Galileo-Galilei / kedro-mlflow

A kedro-plugin for integration of mlflow capabilities inside kedro projects (especially machine learning model versioning and packaging)
https://kedro-mlflow.readthedocs.io/
Apache License 2.0
193 stars 29 forks source link

Add auto registration of model artifacts #550

Open mck-star-yar opened 1 month ago

mck-star-yar commented 1 month ago

Description

As a user I'd like to have an option to automatically register the model in mlflow, specifically PipelineML.

Context

The current workflow of model development is DS runs pipeline -> inference part gets captured by Mlflow -> manual registration of the model in the model registry -> inference pipeline uses latest model from model registry. We'd like to make the manual process automatic.

Possible Implementation

When defining the inference pipeline via pipeline_ml_factory, users can specify if they'd like this pipeline to be auto-registered in the model registry and the name of the model. Then we store that as an attribute in the PipelineML. And then hook will check this attribute and register the requested models.

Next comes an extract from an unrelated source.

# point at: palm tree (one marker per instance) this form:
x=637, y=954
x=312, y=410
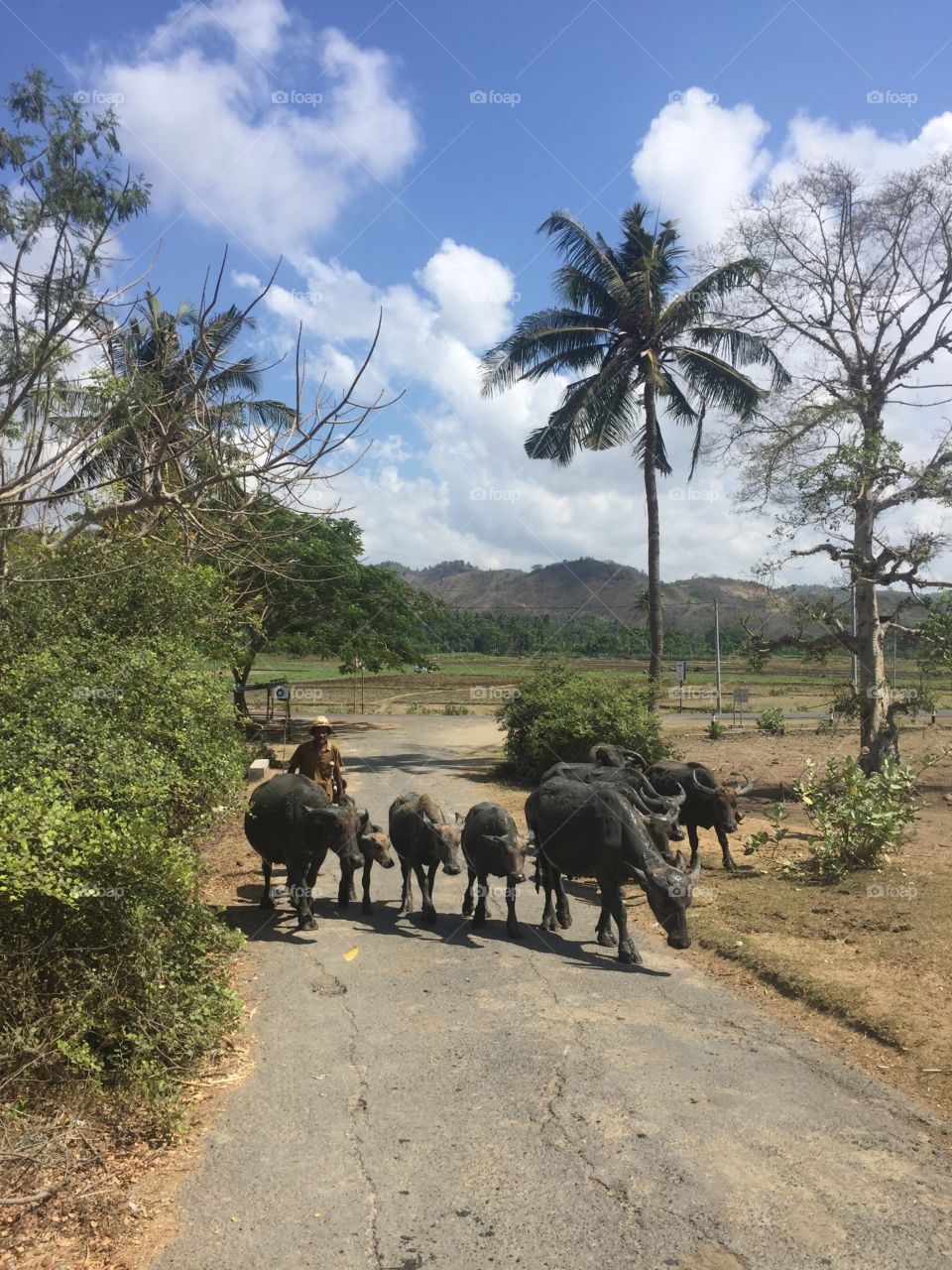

The same can be done for the models defined via catalog – an extra parameter for registering the model and the name.

mck-star-yar commented 1 month ago

After researching this issue I came to understanding that this can be done by utilizing log_model_kwargs by passing registered_model_name to it.

Probably something worth mentioning in the docs 🤷‍♂️

Galileo-Galilei commented 1 month ago

Yes I was going to suggest to use log_model_kwargs but I did not remembered the exact settings, glad you find it by yourself. I reopen the issue to add it to the documentation.